Olay, ilk ne zaman belirmişti? Aile içi mi? Namus konusu muydu? Ben’liğin belirtisi olmaya ne zaman yüz tutmuştu? ‘Seninkisi ben’lik ise benimkisi ne sanıyorsun’ belirtisine kadar ne çok zaman bu duyarsızlık beslenmişti? … Seni bana, beni sana kaygısız ve duyarsızlaştırmaya bu zaman hakkı tanındıysa eğer, yine ben ve sen olacağız kendimize soru soran… Zira,

Yapanlara soru sorulamaz. Önce etkisinde kalanlar analiz edilerek konuyu düşünenler olmalılar. Onlar kendi tutumlarında güçlendirildikçe, yapanın oynayacak mekanı daralır. Ve acıttıkları boyutta sıkıştırılırsa, o acı noktada konuşurlar onlar da… bülbül gibi şakırlar ve hatta gözlerinin pınarını alet olarak amaca kullanmaya başlayacak ve bilmem daha nelerle bu acınma sefaletini bile sürecek… işte bu alanlar da daraltılmalı, ki ancak o zaman gerçek karşısında olduğuna inanabilsin o utanmaz denilenler…
Onlar utanmaz da biz neyiz peki? Konusuyla başlamalı…

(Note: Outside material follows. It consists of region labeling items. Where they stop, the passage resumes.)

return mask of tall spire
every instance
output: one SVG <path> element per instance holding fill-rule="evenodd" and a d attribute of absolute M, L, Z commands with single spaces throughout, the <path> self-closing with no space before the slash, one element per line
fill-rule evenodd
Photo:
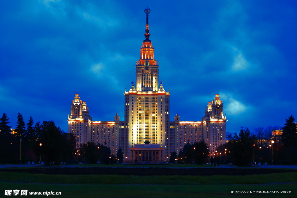
<path fill-rule="evenodd" d="M 148 29 L 148 14 L 151 12 L 151 9 L 146 7 L 146 8 L 144 9 L 144 13 L 146 15 L 146 34 L 144 35 L 146 39 L 143 42 L 148 41 L 151 42 L 151 41 L 149 39 L 149 36 L 151 35 L 149 34 L 149 30 Z"/>

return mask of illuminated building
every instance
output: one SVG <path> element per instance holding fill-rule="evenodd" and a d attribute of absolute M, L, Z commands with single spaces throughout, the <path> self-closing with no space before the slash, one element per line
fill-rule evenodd
<path fill-rule="evenodd" d="M 10 133 L 12 135 L 13 135 L 17 133 L 17 132 L 16 132 L 15 129 L 13 129 L 12 128 L 10 129 L 10 131 L 11 132 L 10 132 Z"/>
<path fill-rule="evenodd" d="M 93 121 L 86 102 L 76 94 L 68 115 L 69 133 L 76 137 L 78 144 L 88 141 L 103 144 L 116 154 L 120 148 L 129 160 L 165 160 L 170 153 L 178 153 L 184 145 L 204 140 L 212 152 L 225 140 L 226 115 L 218 94 L 209 102 L 201 121 L 181 121 L 177 114 L 169 121 L 170 95 L 162 81 L 159 84 L 159 65 L 149 39 L 148 14 L 146 15 L 145 39 L 136 61 L 135 82 L 125 90 L 124 120 L 117 114 L 113 121 Z"/>

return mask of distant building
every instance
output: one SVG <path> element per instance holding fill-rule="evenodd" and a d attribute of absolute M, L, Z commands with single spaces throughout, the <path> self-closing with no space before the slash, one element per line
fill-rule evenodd
<path fill-rule="evenodd" d="M 10 131 L 11 132 L 10 132 L 10 133 L 12 135 L 13 135 L 18 133 L 18 132 L 15 131 L 15 129 L 13 129 L 12 128 L 10 129 Z"/>
<path fill-rule="evenodd" d="M 136 61 L 135 83 L 124 92 L 124 121 L 117 113 L 113 121 L 93 121 L 86 102 L 78 94 L 71 104 L 68 132 L 76 137 L 78 145 L 88 141 L 103 144 L 116 154 L 121 148 L 129 160 L 165 160 L 174 151 L 178 153 L 185 145 L 204 140 L 212 153 L 226 140 L 226 116 L 218 94 L 208 102 L 200 121 L 181 121 L 178 114 L 169 121 L 170 95 L 163 81 L 159 83 L 159 65 L 149 39 L 148 14 L 145 39 Z M 187 104 L 188 105 L 189 104 Z"/>

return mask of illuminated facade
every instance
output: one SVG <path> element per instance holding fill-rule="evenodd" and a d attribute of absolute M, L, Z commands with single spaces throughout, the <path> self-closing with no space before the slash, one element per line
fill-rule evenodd
<path fill-rule="evenodd" d="M 201 121 L 181 121 L 177 114 L 169 121 L 170 95 L 168 89 L 159 84 L 159 65 L 149 39 L 148 15 L 146 15 L 145 39 L 136 61 L 135 83 L 124 93 L 123 121 L 116 114 L 113 121 L 93 121 L 86 102 L 75 94 L 68 117 L 68 132 L 77 138 L 78 145 L 88 141 L 103 144 L 116 154 L 121 148 L 129 160 L 165 160 L 171 152 L 178 153 L 189 143 L 204 140 L 214 152 L 225 140 L 226 115 L 218 94 L 209 102 Z"/>

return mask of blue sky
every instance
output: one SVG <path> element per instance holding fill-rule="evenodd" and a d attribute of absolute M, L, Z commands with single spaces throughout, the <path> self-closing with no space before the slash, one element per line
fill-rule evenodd
<path fill-rule="evenodd" d="M 124 118 L 123 93 L 150 15 L 171 121 L 200 121 L 219 94 L 227 131 L 282 126 L 297 116 L 297 3 L 284 1 L 4 1 L 0 7 L 0 113 L 15 127 L 67 129 L 75 94 L 93 120 Z"/>

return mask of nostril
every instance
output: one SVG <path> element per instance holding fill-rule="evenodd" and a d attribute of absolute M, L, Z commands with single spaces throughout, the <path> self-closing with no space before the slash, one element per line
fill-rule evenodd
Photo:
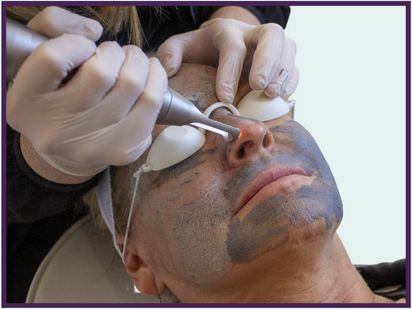
<path fill-rule="evenodd" d="M 245 144 L 242 144 L 242 146 L 240 146 L 237 152 L 237 158 L 242 159 L 244 156 L 245 156 Z"/>
<path fill-rule="evenodd" d="M 269 132 L 266 132 L 265 136 L 263 137 L 262 146 L 264 148 L 267 148 L 271 144 L 272 144 L 272 136 Z"/>

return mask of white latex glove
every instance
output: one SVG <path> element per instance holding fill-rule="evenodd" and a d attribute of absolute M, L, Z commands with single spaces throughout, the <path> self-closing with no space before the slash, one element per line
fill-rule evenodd
<path fill-rule="evenodd" d="M 27 58 L 7 91 L 7 122 L 67 174 L 91 176 L 133 162 L 151 143 L 166 72 L 136 46 L 105 42 L 96 48 L 88 38 L 100 36 L 91 30 L 97 22 L 47 10 L 28 26 L 48 36 L 67 29 L 76 34 L 51 39 Z"/>
<path fill-rule="evenodd" d="M 287 100 L 299 81 L 295 55 L 295 42 L 285 38 L 281 26 L 253 26 L 226 18 L 172 36 L 157 52 L 168 76 L 176 74 L 182 62 L 217 67 L 216 94 L 226 103 L 233 102 L 241 74 L 249 74 L 252 89 Z"/>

Madalyanın bir yüzüdür: Dün “sağır oda” dizisini izlerken çok güzel bir söz söylendi....’’burası Türkiye, burada insanlar her şey olurlar ama rezil olmazlar” dedi oyuncu. Ne kadar doğru bir söz, rezil olmuyor kimse, rezil rüsva edilemiyor, herkes pişmiş kelle gibi sırıtıyor… diyorsunuz

Kazanan elbette sırıtacak, ama sırıtacağı alan benim çevrem mi olmalı? Onun bunun sırıtışıyla zamanımı harcamak değil, sırıtılan edepleri masaya yatırabilecek insanlarımızın metanetleri ve yüreklendirilmeleri olmalıdır… rezilliğe karşılık veriyorsan sen de o kadar rezilsin denilmesi de var işin içinde… bu da çok söylenir… halbuki sen de o kadar rezil olabileceğini göstermeliydin diye desteklenmeliydi…. M. Kemal Atatürk demiştir ki: Geldiği gibi giderler…. Bu bir savaş an’ı için söylenmiştir, bağımsızlığın acıtılan noktasında yapılabilecek son işlemdir… Her edepsizliğe diyebilmeliydim ki: Senden daha arsız olmamı istiyorsan eğer, barınacak yerini şimdiden ayarla. Hem edepsizlik edip, hem de çevremde dolanacak mekan arama…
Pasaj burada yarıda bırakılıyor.